The Li/Mg composites with different Li/Mg molar ratios were prepared by coprecipitation using two kinds of solution: A and B. A was a metallic cation solution composed of 0.8 mol/L LiNO3 and 0.2 mol/L Mg(NO3)2. B was a highly basic carbonate solution comprising a 0.2 mol/L Na2CO3 solution. In this experiment, solutions A and B were slowly fed into a three-neck flask with 100 mL of absolute ethanol under strong stirring. After that, the mixture with precipitation was agitated at room temperature for 3 h and then stayed overnight. The precipitate was filtered, cleaned using absolute ethanol, and dried at 100 °C for 18 h to obtain the Li/Mg composites.

Catalysts’ Characterization

XRD patterns were measured using a Mini Flex 600 powder X-ray diffractometer. The diffraction patterns were recorded with Cu Kα radiation at a scanning speed of 2°/min in the 2θ range of 10–80°.

FT-IR spectra were performed using a Nicolet iS50 instrument at a resolution of 4.0 cm–1 in the range of 400–4000 cm–1. The catalyst was mixed with KBr and pressed into a disk.

The BET characterization of the catalysts was done using a Micromeritics ASAP 2020 physisorption analyzer. In each case, the catalyst was outgassed under vacuum at 100 °C for 6 h before N2 adsorption.

The CO2-TPD characterization of the catalysts was done using a Micromeritics Chemisorb 2720. The experiments were carried out at temperatures from 100 to 800°C. All of the catalysts (∼0.1 g, 40–60 meshes) were pretreated at 100 °C under helium flow.

ICP-OES (Thermo iCAP 6300) was used to determine the content of metal elements in the synthesized product to ascertain the reason for the decreased activity of the reused catalyst.

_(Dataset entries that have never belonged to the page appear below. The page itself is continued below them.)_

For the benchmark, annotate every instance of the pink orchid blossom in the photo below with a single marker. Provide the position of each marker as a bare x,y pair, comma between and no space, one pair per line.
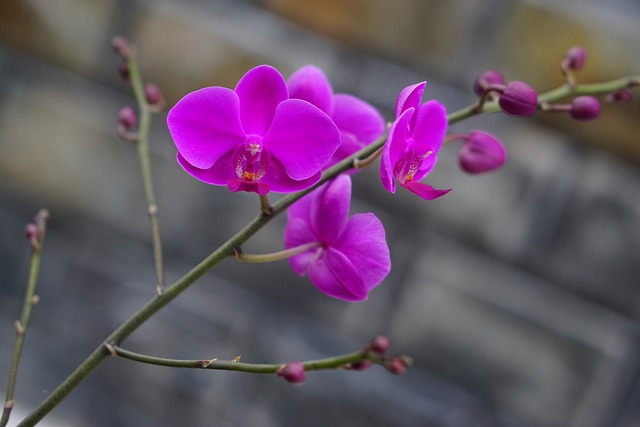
351,257
253,138
415,137
358,121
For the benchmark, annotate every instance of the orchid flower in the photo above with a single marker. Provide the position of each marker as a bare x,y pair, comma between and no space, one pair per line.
411,149
347,257
253,138
358,121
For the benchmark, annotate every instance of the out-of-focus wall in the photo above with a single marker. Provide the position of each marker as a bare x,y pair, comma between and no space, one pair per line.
516,294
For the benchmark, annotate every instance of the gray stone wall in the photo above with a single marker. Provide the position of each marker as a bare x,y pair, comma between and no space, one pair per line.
516,294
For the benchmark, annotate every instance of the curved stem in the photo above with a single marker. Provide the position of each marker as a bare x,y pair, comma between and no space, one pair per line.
30,299
333,362
274,256
557,94
142,143
227,249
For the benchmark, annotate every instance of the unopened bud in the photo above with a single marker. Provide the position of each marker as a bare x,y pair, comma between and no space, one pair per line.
622,95
585,108
292,372
380,344
574,59
121,47
519,99
33,234
127,118
123,70
153,95
487,79
481,152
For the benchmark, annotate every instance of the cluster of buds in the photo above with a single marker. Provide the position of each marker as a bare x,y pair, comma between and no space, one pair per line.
378,348
128,118
515,98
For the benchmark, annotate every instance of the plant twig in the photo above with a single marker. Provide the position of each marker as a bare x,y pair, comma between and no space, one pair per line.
334,362
142,144
36,237
227,248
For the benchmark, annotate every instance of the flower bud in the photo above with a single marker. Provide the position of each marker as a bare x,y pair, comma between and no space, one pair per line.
153,95
127,118
622,95
123,70
481,152
574,58
379,344
121,47
33,233
292,372
397,365
585,108
519,99
485,80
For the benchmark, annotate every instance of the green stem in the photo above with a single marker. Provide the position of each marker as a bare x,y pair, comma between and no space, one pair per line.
227,250
333,362
30,299
142,144
557,94
275,256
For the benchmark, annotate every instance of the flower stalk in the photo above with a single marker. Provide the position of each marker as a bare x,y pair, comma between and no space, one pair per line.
35,233
226,250
334,362
142,144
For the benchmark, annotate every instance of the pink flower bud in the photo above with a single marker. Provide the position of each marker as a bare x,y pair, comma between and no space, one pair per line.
622,95
519,99
481,152
574,58
153,95
585,108
121,47
292,372
127,118
33,233
123,70
379,344
397,365
486,79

The composition and structure of the synthesized product were analyzed by gas chromatography mass spectrometry (GC–MS) (Agilent 7890A/5975C).

Catalyst Reaction

Glycerol (9.20 g, 0.1 mol), DMC (27.0 g, 0.3 mol), and the catalyst (4 wt % of glycerol mass) were added into a three-neck flask equipped with a mechanical stirring bar, a thermometer, and a condenser for separating the byproduct methanol. The reaction was carried out at 80 °C for 2.0 h under stirring.

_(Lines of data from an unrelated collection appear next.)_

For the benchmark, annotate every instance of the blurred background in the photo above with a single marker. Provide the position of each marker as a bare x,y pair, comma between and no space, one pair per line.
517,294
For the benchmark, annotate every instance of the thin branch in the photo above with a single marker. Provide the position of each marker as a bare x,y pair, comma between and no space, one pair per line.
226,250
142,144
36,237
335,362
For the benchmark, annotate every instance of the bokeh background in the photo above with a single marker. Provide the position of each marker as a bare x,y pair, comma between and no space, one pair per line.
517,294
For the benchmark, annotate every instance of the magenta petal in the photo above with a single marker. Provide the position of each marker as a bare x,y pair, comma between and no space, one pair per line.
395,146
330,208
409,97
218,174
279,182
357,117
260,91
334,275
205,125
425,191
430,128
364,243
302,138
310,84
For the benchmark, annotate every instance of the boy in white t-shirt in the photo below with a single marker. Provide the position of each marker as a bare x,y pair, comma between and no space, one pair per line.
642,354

The reaction products were analyzed using a gas chromatograph (GC-9560, Huaai, China) with a capillary column (CBP-20, 25 m × 0.25 mm × 0.25 μm) and FID. The temperature program of the capillary column was initiated at 75 °C for 5 min, then increased up to 250 °C at the rate of 20 °C/min, and kept for 10 min. The temperatures at the injector port and detector were set at 250 and 280 °C. Biphenyl was screened as the internal standard for the quantitative analysis.

Conclusions

Li/Mg composite catalysts were prepared for the GC synthesis from glycerol and DMC. The Li/Mg composites presented high glycerol conversion and GC selectivity. A high ratio of n(Li)/n(Mg) could facilitate the improvement of the catalyst’s basic properties, due to the formation of more Li2CO3 and Mg(OH)2 species. A too-strong basic strength of Li/Mg composites could facilitate the glycerol conversion but impair GC selectivity.